Para acelerar a inovação e impulsionar o crescimento no mercado de alimentos à base de vegetais, a AAK, multinacional sueca líder nacional na oferta de óleos e gorduras vegetais especiais e semiespeciais, por exemplo, mantém um Centro de Inovação na planta de Jundiaí, interior de São Paulo, onde um time específico para o assunto foi formado, ajudando empresas na formulação de novos produtos ou adaptação dos já existentes.
São nesses ambientes que produtos à base de vegetais e análogos à carne nascem, e são testadas as melhores experiências sensoriais e de saudabilidade para o consumidor, além de definir o melhor custo-benefício para as empresas.
A companhia atende em torno de 90% das indústrias plant-based brasileiras e suas fórmulas tanto são oferecidas para o mercado como produzidas com exclusividade para as empresas parceiras.

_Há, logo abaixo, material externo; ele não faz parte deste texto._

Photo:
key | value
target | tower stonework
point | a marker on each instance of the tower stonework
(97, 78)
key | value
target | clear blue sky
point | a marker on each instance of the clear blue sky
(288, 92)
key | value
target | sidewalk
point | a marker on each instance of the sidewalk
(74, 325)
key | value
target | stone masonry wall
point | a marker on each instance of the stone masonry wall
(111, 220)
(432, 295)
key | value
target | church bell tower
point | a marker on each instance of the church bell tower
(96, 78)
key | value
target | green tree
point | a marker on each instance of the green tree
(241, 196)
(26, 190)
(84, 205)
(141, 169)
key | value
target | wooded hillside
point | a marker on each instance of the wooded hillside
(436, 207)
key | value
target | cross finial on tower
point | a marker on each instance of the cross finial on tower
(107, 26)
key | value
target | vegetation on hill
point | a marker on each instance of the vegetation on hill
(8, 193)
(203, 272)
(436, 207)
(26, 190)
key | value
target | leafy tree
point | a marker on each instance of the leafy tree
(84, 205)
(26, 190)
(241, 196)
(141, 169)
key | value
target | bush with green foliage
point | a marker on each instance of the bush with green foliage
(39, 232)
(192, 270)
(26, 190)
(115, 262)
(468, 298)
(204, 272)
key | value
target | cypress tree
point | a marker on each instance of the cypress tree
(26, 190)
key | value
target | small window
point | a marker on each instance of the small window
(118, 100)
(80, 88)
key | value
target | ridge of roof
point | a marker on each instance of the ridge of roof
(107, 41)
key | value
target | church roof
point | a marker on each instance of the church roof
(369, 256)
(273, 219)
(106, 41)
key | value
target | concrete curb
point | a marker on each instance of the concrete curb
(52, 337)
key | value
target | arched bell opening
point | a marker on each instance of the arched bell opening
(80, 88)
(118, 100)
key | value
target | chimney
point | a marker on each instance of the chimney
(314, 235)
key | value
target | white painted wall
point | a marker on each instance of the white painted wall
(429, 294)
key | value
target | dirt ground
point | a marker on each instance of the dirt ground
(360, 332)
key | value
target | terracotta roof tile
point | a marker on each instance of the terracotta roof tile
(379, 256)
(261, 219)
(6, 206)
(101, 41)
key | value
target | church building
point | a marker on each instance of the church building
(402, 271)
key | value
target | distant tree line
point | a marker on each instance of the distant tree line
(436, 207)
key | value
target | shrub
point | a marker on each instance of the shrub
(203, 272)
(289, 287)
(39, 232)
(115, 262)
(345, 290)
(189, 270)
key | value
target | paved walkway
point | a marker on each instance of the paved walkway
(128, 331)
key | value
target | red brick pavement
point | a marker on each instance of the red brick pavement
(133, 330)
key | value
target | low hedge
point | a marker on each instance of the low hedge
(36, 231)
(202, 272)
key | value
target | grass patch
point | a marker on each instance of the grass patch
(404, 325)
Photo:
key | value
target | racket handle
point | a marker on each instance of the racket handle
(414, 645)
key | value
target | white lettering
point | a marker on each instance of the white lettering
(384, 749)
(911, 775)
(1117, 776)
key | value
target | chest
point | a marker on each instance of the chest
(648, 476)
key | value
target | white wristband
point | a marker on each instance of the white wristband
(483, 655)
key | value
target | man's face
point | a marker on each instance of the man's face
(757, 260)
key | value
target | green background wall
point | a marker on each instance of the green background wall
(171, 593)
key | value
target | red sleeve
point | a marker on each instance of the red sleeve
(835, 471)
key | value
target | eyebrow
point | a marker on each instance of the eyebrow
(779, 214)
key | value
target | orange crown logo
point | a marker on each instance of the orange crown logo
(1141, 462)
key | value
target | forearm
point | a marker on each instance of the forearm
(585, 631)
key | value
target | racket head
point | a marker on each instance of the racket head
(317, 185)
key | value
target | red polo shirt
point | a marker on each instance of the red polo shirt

Entre 2020 e 2021, a AAK registrou um aumento no faturamento de 250%, atendendo à formulação de produtos livres de proteína animal. A empresa investe atualmente na elaboração de melhores experiências em sabor de bacon e queijo parmesão no Centro de Inovação Global recém-inaugurado na Holanda.
Para Niall Sands, presidente global de plant-based da AAK, o Brasil está bem posicionado para aproveitar o crescimento de um estilo de vida baseado em vegetais.
“Já vemos os principais processadores de carne do país investindo local e internacionalmente, porque a perspectiva de longo prazo para alimentos vegetais é muito positiva”, explica.
Segundo o relatório “Previsão global do mercado de carne à base de vegetais”, da Research and Markets, as vendas globais esperadas para o mercado podem chegar a US$370 bilhões até 2035. Só em 2020, o crescimento do mercado mundial de carne vegetal foi de US$ $5,6 bilhões.
“O Brasil tem a oportunidade de ser um fornecedor global de produtos à base de vegetais da mesma forma que é um fornecedor global de carne bovina, frango e porco”, diz Niall.
Comprovando que o mercado se encontra em real crescimento, o Ministério da Agricultura, Pecuária e Abastecimento (Mapa) mantém aberta, até setembro deste ano, a Tomada Pública de Subsídios sobre a regulação dos produtos processados de origem vegetal. É o primeiro passo para uma legislação plant-based.
Segundo o presidente da AAK para a América do Sul, Gerardo Garza, “ainda é uma longa jornada, com muito a fazer desde a tecnologia, cadeia de suprimentos e capacidades de processamento até as melhorias sensoriais necessárias”.
Também de acordo com o executivo, o mercado ainda é restrito. “Não devemos esquecer a acessibilidade, que será fundamental para que os consumidores adotem os alimentos à base de vegetais no futuro”, avalia Geraldo, que chama esse mercado de “aposta no futuro”. “O novo comportamento dos consumidores irá moldar a maneira como plantamos, cultivamos, produzimos, processamos e comemos.”